In the penultimate episode of ‘The Baby,’ HBO and Sky’s limited series, it’s time for characters to grow up, accept their fate and move on.
Spoilers for episode seven…
Episode 7 “The Rage”: In a last-ditch effort to break the curse, a severely weakened yet determined Mrs. Eaves (Amira Ghazalla) sets off with Natasha (Michelle de Swarte) in pursuit of Jack. Meanwhile, Bobbi (Amber Grappy) struggles to rally for her audition redo with Sam (Genesis Lynea).
I should open this penultimate review by acknowledging that while I implicitly understood that Helen (Tanya Reynolds)’ lover Nour (Seyan Sarvan) and Mrs. Eaves were one and the same, I never actually wrote it in the reviews of episodes five or six. Obviously this clarifies why Mrs. Eaves has been tracking and interceding in the baby (Albie Pascal Hills & Arthur Levi Hills)’ cyclical surrogate mother murders: she feels responsible for creating the curse.
When Tasha manages to track down the series’ true villain, Old Jack (Michael Byrne) at Leabridge Hospital where he’s being treated for lung disease, Mrs. Eaves jumps at the opportunity to kill the man who ruined her life. Rubbing salt in the wound are the many daughters she sees in both the bathroom and his room, serving as living reminders of Jack’s full and presumably happy life.
Of course Jack’s still a scumbag, so the moment Mrs. Eaves’ guard is down he smashes her in the head with a vase and tries to strangle her with his oxygen cord. Naturally since he needs the O2 to breathe, this only results in him dying before Mrs. Eaves can set his gasoline-soaked body on fire using Tasha’s kitchen mini-blowtorch.
It’s absolutely ridiculous, and perfectly in line with the last seven weeks of the series. And yet there’s something incredibly poetic about both Tasha and Bobbi’s arcs in “The Curse.” Namely, they grow up.
Bobbi is much more straightforward. She arrives at the magic audition to perform “The Apprentice’s Revenge” with girlfriend Sam and it is immediately evident that Sam doesn’t care about the six month delay in their adoption. Bobbi tanks the audition and quits.
Tasha’s journey is harder to quantify. She’s guided in a dream by Nour, who first tells her the genesis of a song about a woman who sacrifices everything to keep nursing her child while also literally propping up a house (not a lot of need to unpack that one). Importantly, though, Nour also clarifies to Tasha that there is no curse…to end the cycle of violence, Tasha need only submit to the baby’s desire to be loved.
This comes on the heels of the incredibly sweet scene when Tasha bathes the child in a pot, thinking aloud what will happen after he’s gone and realizing she doesn’t know. Then there’s Mrs. Eaves’ earlier comments, which confirms our suspicion that the baby chooses women like Helen and kills them when they won’t love him unconditionally. So that’s what Tasha chooses to do.
This is a surprisingly confronting resolution, though. Consider where Tasha began the series: yes, she was a bit of a mess, but The Baby rightfully acknowledged that women can be middle-aged and childless. Now she’s seemingly made the decision that she will be a mother, and not because it’s been forced on her, but because it’s what’s right?
With only one episode left, it will be interesting to see how the series plays this decision out..

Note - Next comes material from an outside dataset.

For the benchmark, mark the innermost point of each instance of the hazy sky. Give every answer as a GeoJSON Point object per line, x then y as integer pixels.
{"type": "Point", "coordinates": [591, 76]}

- Tasha literally serves Mrs. Eaves a hand-torched toaster strudel. She is clearly not ready to be a full-time mother yet.
- Director Ella Jones‘ style isn’t flashy like Faraz Shariat, but there’s something extremely haunting about the final seconds of “The Curse” when Tasha and the baby walk down the empty hospital hallway and, as soon as the baby’s influence is gone, it is flooded with movement and life. This is a clever supernatural explanation for how Jack and Mrs. Eaves’ fight could happen without interference.
- While it is clearly a dream sequence, the sight of women’s disembodied parts in the walls is haunting. Ditto Tasha being grabbed and nearly sucked in.
- During the fight, the baby can clearly be heard calling for “Daddy,” but Old Jack never checks on his son. He dies moments later. By comparison, when the baby calls for “Momma,” Tasha goes to it and she lives another day. Karma!
- Best Line: Tasha, helping Eaves into the bath: “You stink and you look like a scarecrow.”
- Runner-up: Eaves: “I’m sorry I tried to kill you.” Tasha: “Oh…no worries.”
- Ok, one more: when Old Jack doesn’t recognize Mrs. Eaves and calls her “Helen’s friend”, she responds “That’s not how she would describe me.” Considering how weaponized the word “friend” can be to queer people when we’re not accepted by friends and family, I loved Eaves’ response. Happy Pride, y’all.